Mises Daily Articles
The Gnome Thought Experiment
I recently debated Karl Smith, a New Keynesian professor at UNC, on the possible merits of government spending (video here). Smith brought up what I consider to be the strongest argument against the Austrian position, namely that during a recession there appear to be "idle resources." According to the Keynesian view, if government spending could mobilize those resources (including unemployed workers), then it carries little opportunity cost from a society-wide perspective.
My answer to Karl (starting at the 44:00 mark) involved the Austrians' sophisticated view of the economy's capital structure. A cruder Keynesian model, which involves aggregates such as K and L, can't grasp the Austrian diagnosis of the typical boom-bust cycle, and consequently yields disastrous policy advice — such as massive deficit spending to prop up "aggregate demand."
"Idle" Resources and the Alleged Output Gap
Today's leading Keynesians tell us that the US economy is currently sitting on a host of idle resources — unemployed workers and businesses running at less than full capacity. Relying on estimates of output from the peak of the boom, they extrapolate forward and wonder why current output is so depressed. The following diagram (from Menzie Chinn) is typical:
Back in 2010, it was ironically Karl Smith himself who most succinctly made the (New) Keynesian point about the tragedy and uselessness of recessions:
We have very low capacity utilization (75%) and very high unemployment (10%).
That is, we have factories sitting idle for lack of workers — low capacity utilization. At the same time we have workers sitting idle for lack of factories — high unemployment.

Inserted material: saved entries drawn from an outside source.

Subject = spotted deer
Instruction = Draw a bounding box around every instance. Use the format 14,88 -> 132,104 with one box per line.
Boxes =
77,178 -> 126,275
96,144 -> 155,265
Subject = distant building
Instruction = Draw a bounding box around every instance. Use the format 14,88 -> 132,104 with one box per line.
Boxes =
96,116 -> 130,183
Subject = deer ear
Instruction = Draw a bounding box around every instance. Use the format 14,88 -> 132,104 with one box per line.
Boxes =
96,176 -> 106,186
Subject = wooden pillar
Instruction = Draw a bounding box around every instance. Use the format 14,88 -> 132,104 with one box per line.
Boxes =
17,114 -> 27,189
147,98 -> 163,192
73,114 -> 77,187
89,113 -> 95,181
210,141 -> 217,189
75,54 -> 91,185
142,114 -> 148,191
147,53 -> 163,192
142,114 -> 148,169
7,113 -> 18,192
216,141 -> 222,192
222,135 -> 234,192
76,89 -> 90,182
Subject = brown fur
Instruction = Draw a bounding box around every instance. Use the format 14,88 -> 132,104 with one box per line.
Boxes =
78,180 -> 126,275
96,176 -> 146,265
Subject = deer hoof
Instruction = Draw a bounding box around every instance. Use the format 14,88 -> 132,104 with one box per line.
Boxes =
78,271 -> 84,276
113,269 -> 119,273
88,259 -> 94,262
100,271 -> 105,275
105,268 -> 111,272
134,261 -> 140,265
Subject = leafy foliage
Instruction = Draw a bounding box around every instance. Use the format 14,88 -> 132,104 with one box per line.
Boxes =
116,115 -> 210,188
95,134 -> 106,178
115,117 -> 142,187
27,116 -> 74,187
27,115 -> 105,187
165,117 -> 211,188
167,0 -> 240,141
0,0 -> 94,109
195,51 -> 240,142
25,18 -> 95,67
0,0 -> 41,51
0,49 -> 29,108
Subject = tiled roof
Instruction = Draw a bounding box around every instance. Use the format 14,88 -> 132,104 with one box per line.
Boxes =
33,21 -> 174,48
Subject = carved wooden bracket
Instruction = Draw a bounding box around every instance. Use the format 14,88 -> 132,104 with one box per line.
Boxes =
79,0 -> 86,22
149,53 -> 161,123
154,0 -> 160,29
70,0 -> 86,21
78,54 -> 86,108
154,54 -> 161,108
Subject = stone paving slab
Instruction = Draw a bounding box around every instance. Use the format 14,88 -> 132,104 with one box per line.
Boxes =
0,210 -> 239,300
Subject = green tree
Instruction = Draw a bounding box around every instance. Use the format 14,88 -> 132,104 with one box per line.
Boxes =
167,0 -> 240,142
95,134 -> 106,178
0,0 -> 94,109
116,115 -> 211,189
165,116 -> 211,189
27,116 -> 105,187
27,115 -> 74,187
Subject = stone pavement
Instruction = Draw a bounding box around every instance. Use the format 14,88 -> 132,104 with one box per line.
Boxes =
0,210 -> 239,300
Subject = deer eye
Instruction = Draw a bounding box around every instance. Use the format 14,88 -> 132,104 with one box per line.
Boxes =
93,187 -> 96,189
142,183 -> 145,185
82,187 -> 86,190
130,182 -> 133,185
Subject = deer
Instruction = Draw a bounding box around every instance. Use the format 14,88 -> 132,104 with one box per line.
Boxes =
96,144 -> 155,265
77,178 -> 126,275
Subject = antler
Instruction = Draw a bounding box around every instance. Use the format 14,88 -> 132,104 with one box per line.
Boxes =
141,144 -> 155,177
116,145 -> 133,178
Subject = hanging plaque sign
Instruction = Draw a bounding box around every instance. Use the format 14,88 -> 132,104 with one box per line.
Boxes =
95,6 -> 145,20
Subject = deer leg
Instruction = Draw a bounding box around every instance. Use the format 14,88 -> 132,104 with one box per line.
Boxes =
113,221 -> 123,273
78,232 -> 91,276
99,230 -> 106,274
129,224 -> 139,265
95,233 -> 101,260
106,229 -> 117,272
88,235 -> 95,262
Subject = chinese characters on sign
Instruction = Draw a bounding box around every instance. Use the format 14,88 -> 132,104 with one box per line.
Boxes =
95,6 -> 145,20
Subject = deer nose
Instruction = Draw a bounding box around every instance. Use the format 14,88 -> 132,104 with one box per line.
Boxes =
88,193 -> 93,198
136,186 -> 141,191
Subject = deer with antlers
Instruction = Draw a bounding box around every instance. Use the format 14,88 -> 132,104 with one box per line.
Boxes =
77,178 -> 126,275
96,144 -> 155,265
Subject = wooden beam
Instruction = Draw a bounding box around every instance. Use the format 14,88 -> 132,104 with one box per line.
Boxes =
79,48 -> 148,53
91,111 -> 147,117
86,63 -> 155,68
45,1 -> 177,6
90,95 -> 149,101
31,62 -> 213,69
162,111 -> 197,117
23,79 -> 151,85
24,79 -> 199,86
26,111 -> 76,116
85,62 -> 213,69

There are machines waiting to be worked and people waiting to work them but they are not getting together. The labor market is failing to clear.…
This is a failure of our basic institutions of production. The job of the market is to bring together willing buyers with willing sellers in order to produce value. This is not happening and as a result literally trillions of dollars in value are not being produced.
Let me say that again because I think it fails to sink in — literally trillions of dollars in value are not being produced. Not misallocated. Not spent on programs you don't approve of or distributed in tax cuts you don't like. Trillions of dollars in value are not produced at all. Gone from the world entirely. Never to be had, by anyone, anywhere, at any time. Pure unadulterated loss.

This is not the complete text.